I am a fitful writer. I am happiest when I write, but I often don’t write for weeks, even months at a time. During those times, I can feel myself losing grip of my art, my light, my happiness. I doubt my work. Then life takes over, and I let it. I’ll reorganize the entire house, clean the windows, wipe the baseboards, visit the grocery and hardware stores, take the kids on an all-day outing. I pretend it’s fine; life is just busy. The truth is that life is busy. But it’s not fine. Not writing is like telling my lover it’s okay for him to leave for a month and not call or write. I tell him, “I can keep busy. It’s okay, I’ll be fine.”
No. I won’t.
Well-meaning friends have proposed that writing in fits and starts is just how I work. I have fruitful periods and barren periods. Sometimes the muse just isn’t there. Well, screw that. My testy muse is an unreliable bitch and I need to find a way to forge on without her.

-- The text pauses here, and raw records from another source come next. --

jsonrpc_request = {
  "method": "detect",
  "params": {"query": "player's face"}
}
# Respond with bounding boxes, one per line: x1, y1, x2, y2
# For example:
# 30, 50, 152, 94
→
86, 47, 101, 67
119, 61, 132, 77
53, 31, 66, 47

This last week, for the first time in over a decade, I considered giving up writing. I have a full memoir manuscript begging me from the shelf to just finish her, revise her, connect a few more dots. It’s an incredible story of faith and love and magic. And I sat around this week and said out loud, tears rolling down my cheeks, “It’s a stupid idea. I don’t even know why I’m writing it.”
Of course, the little honest bird in my heart knew that this was ridiculous, just a toe-dip into despair to see how it felt to give up. It was a reaching down, a superficial effort to hit bottom so I could sit down at the god-blessed computer and write something.
I guess it worked, because here I am. But I’m exhausted. I’m wet and worn like a twisted rag. I feel the pull, right this very second, to drift to my bed and take a nap. But with each word I type, I’m pushing away the blank page, trying to stare down the dark place, fists raised for a fight.